By ALLAN H. MELTZER, WSJ
Those who heaped high praise on Keynesian policies have grown silent as government spending has failed to bring an economic recovery. Except for a few diehards who want still more government spending, and those who make the unverifiable claim that the economy would have collapsed without it, most now recognize that more than a trillion dollars of spending by the Bush and Obama administrations has left the economy in a slump and unemployment hovering above 9%.
Why is the economic response to increased government spending so different from the response predicted by Keynesian models? What is missing from the models that makes their forecasts so inaccurate? Those should be the questions asked by both proponents and opponents of more government spending. Allow me to suggest four major omissions from Keynesian models:
First, big increases in spending and government deficits raise the prospect of future tax increases. Many people understand that increased spending must be paid for sooner or later. Meanwhile, President Obama makes certain that many more will reach that conclusion by continuing to demand permanent tax increases. His demands are a deterrent for those who do most of the saving and investing. Concern over future tax rates is one of the main reasons for heightened uncertainty and reduced confidence. Potential investors hold cash and wait.
Second, most of the government spending programs redistribute income from workers to the unemployed. This, Keynesians argue, increases the welfare of many hurt by the recession. What their models ignore, however, is the reduced productivity that follows a shift of resources toward redistribution and away from productive investment. Keynesian theory argues that each dollar of government spending has a larger effect on output than a dollar of tax reduction. But in reality the reverse has proven true. Permanent tax reduction generates more expansion than increased government spending of the same dollars. I believe that the resulting difference in productivity is a main reason for the difference in results.

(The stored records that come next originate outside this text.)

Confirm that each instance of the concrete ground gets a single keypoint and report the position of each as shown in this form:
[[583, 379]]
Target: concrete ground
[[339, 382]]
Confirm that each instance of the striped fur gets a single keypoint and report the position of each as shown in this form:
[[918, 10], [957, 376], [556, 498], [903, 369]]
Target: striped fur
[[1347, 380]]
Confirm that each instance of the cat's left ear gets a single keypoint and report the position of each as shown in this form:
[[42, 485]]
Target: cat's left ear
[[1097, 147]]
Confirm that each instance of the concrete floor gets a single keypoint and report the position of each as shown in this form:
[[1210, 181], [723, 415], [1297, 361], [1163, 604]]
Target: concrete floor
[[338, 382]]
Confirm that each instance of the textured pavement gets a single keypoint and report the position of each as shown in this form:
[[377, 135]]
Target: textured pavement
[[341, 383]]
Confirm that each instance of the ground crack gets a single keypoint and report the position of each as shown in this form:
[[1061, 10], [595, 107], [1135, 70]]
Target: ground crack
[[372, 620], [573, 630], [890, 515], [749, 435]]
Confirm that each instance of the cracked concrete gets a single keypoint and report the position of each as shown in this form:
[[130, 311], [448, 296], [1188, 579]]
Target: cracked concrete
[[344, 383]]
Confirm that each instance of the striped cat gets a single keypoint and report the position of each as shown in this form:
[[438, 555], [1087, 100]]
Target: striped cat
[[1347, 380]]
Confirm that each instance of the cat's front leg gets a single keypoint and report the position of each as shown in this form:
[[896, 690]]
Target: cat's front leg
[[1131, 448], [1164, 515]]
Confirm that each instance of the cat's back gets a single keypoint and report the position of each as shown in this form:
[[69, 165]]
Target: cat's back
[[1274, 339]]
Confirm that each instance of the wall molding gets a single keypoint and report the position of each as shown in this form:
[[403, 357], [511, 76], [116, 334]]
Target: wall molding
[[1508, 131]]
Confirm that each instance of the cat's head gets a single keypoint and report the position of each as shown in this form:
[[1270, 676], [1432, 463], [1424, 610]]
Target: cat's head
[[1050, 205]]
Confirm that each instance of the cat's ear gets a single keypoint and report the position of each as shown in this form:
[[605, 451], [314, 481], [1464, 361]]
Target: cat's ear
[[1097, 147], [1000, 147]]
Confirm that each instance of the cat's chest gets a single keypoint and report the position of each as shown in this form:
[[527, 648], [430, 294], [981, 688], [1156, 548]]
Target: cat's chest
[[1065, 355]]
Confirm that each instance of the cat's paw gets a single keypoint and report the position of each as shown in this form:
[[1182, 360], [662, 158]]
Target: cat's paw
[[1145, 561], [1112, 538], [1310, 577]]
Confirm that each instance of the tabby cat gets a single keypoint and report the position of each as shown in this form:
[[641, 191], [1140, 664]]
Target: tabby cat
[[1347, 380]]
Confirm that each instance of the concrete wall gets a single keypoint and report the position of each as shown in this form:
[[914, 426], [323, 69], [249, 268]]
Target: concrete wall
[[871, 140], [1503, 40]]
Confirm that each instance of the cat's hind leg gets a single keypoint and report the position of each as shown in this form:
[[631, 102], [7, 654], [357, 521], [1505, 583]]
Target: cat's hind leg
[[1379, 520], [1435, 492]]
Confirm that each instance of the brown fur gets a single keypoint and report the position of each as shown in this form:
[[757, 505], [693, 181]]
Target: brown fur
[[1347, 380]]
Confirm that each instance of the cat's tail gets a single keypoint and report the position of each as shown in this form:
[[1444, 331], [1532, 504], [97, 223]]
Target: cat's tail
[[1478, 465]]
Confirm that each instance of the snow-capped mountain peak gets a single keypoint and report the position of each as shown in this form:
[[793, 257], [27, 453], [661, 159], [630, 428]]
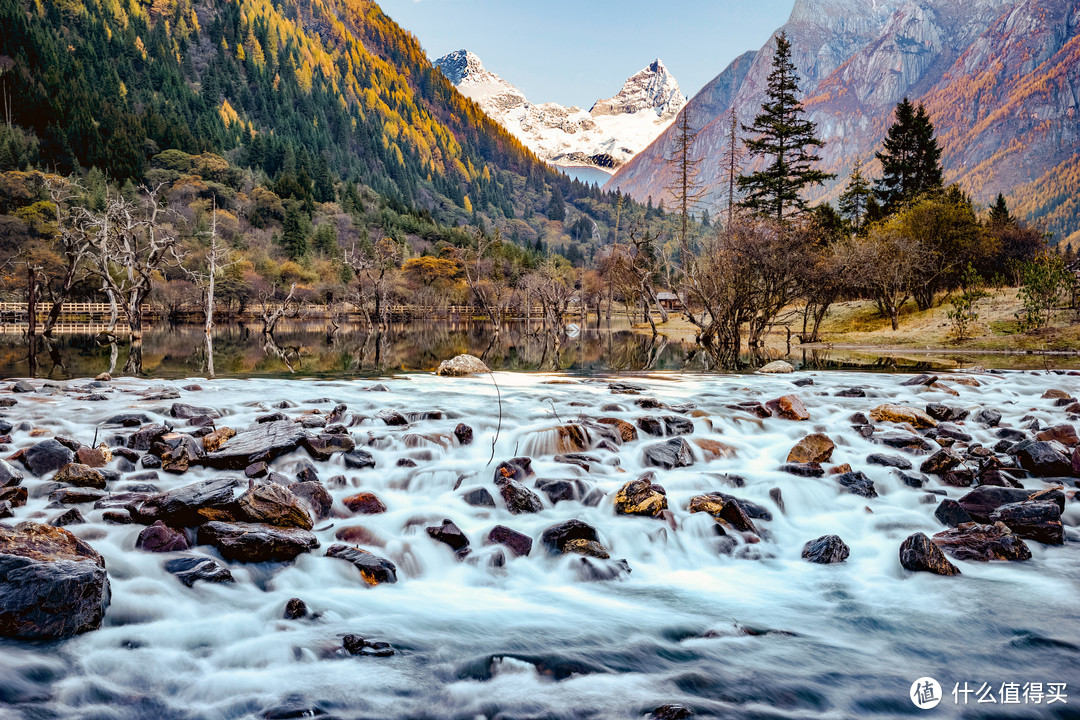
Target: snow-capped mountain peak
[[608, 135], [651, 89]]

Third, Keynesian models totally ignore the negative effects of the stream of costly new regulations that pour out of the Obama bureaucracy. Who can guess the size of the cost increases required by these programs? ObamaCare is not the only source of this uncertainty, though it makes a large contribution. We also have an excessively eager group of environmental regulators, protectors of labor unions, and financial regulators. Their decisions raise future costs and increase uncertainty. How can a corporate staff hope to estimate future return on new investment when tax rates and costs are unknowable? Holding cash and waiting for less uncertainty is the principal response. Thus, the recession drags on.
Fourth, U.S. fiscal and monetary policies are mainly directed at getting a near-term result. The estimated cost of new jobs in President Obama's latest jobs bill is at least $200,000 per job, based on administration estimates of the number of jobs and their cost. How can that appeal to the taxpayers who will pay those costs? Once the subsidies end, the jobs disappear—but the bonds that financed them remain and must be serviced. These medium and long-term effects are ignored in Keynesian models. Perhaps that's why estimates of the additional spending generated by Keynesian stimulus—the "multiplier effect"—have failed to live up to expectations.
The Federal Reserve, too, has long been overly concerned about the next quarter, never more than in the current downturn. Fears of a double-dip recession, fanned by Wall Street, have led to continued easing and seemingly endless near-zero interest rates. Here, too, uncertainty abounds. When will the Fed tell us how and when it is going to sell more than $1 trillion of mortgage-related securities? Will Fannie Mae, for example, have to buy them to hold down mortgage interest rates?
By now even the Fed should understand that we do not have a liquidity shortage. It has done more than enough by adding excess reserves beyond any reasonable amount. Instead of more short-term tinkering, it's time for a coherent program to start gradually reducing excess reserves.
Clearly, a more effective economic policy would aim at restoring the long-term growth rate by reducing uncertainty and restoring investor and consumer confidence. Here are four proposals to help get us there:
First, Congress and the administration should agree on a 10-year program of government spending cuts to reduce the deficit. The Ryan and Simpson-Bowles budget proposals are a constructive start. (Note to Republican presidential candidates: Permanent tax reduction can only be achieved by reducing government spending.)
Second, reduce corporate tax rates and expense capital investment by closing loopholes.
Third, announce a five-year moratorium on new regulations.
Fourth, adopt an enforceable 0%-2% inflation target to allay fears of future high inflation.
Now that the Keynesian euphoria has again faded, perhaps this administration—or more likely the next—will recognize the reasons for the failure and stop asking for more of the same.
Mr. Meltzer, a professor of public policy at the Tepper School, Carnegie Mellon University and a visiting scholar at Stanford University's Hoover Institution, is the author most recently of "Why Capitalism?" forthcoming from Oxford University Press.